I roll the tape in my head back past hikes on snowy trails, skiing with our children, watching our seventeen year-old Venezuelan exchange son playing like a small child full of wonder of his first snow. I rewind snowy days of deer hunting, sledding and cocoa, trick-or-treating with cousins from the back of a truck as snowflakes began covering us, to our children and dogs seeing their first snows. And I go back to my first memory of building a snowman.
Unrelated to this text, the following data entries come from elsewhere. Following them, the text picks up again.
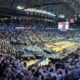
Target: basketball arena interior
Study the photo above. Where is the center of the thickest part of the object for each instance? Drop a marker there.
(39, 39)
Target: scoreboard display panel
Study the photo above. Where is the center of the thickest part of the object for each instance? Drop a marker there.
(63, 26)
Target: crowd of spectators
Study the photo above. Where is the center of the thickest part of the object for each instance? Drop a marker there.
(13, 69)
(15, 41)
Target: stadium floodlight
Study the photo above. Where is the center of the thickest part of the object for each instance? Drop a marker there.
(20, 7)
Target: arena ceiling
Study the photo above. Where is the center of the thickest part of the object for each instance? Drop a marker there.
(67, 7)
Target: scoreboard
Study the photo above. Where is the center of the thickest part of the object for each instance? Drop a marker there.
(63, 26)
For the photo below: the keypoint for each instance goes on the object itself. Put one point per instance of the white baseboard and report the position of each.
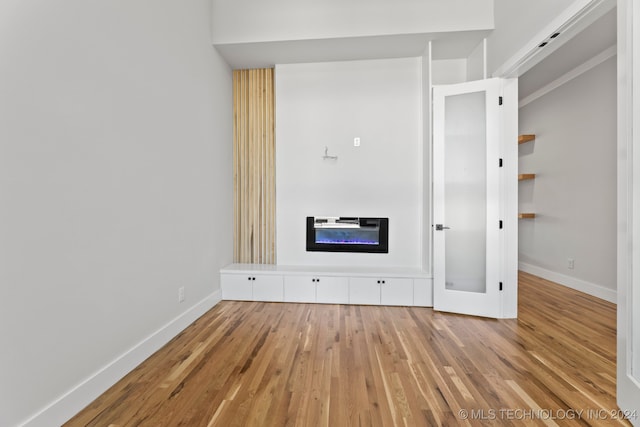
(73, 401)
(598, 291)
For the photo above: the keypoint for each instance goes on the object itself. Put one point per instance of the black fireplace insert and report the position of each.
(347, 234)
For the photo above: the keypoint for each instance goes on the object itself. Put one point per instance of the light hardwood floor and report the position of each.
(276, 364)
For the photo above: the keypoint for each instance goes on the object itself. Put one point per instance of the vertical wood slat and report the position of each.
(254, 166)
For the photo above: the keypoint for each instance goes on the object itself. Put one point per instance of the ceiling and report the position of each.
(573, 48)
(593, 40)
(266, 54)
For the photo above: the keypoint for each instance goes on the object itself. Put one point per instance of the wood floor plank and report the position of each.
(276, 364)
We lived in a little two-story red asphalt-sided house and I remember watching out our front window as magic fell from the sky. We overbundled and went outside once it stopped. I was awestruck when my parents showed me how to roll the cold, wet Playdough into growing spheres; how they had to be smooth as possible, even as twigs and rocks began to cling to the last few rolls. From two small round mounds, a man began to emerge. There wasn’t enough snow to complete his head, so Mother rushed into the house to improvise. She searched under the kitchen sink until she found just the right thing. She began drawing with Magic Marker upon a gallon pickle jar. Eyes, nose, smiling mouth, just as if bits of coal had been lined into an upward curve. We went out and proudly placed it onto the visitor’s upper body. He was perfect!
I couldn’t get enough of him. I spent hours, days, gazing at the backside of “Frosty” from our window. Our magical man stayed as long as the sun would allow and I saw as he grew smaller and smaller, until the only evidence he had ever existed was the glass head left on the brown ground, smiling.
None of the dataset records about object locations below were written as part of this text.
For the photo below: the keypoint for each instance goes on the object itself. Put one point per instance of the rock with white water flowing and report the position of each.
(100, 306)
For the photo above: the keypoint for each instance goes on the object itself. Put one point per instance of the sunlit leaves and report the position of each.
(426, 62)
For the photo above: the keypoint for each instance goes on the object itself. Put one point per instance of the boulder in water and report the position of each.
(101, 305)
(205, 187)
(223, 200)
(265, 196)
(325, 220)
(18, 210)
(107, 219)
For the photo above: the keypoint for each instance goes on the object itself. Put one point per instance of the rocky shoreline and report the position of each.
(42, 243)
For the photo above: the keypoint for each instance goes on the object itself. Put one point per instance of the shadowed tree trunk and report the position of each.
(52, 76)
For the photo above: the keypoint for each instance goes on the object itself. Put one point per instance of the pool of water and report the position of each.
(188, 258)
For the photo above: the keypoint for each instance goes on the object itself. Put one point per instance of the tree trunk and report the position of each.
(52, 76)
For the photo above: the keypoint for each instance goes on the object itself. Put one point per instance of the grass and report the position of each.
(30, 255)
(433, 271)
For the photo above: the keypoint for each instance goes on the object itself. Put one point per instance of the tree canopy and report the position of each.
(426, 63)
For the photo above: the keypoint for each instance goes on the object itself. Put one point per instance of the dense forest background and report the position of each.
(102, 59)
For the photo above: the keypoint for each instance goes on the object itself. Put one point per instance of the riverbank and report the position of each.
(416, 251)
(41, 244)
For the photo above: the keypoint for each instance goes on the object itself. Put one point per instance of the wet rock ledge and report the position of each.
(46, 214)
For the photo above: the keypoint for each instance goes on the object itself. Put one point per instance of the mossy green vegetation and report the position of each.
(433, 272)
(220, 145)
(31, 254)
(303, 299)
Yes, snow days are so much more than attempting to push the dangerous nuisance into dirty piles along the sides of a highway. They hold very precious memories.
(Photo by Click and Learn Photography on Unsplash)
2 Comments
Anonymous
I want tons of it!😚😚 we used to build snow men. They were longer lasting in Chicago. Great story
admin
Thank you! Climate is one of the many differences between northern and southern Illinois. Mild winters usually don’t bring much snow. We did have our first snow day this week, with 4 inches.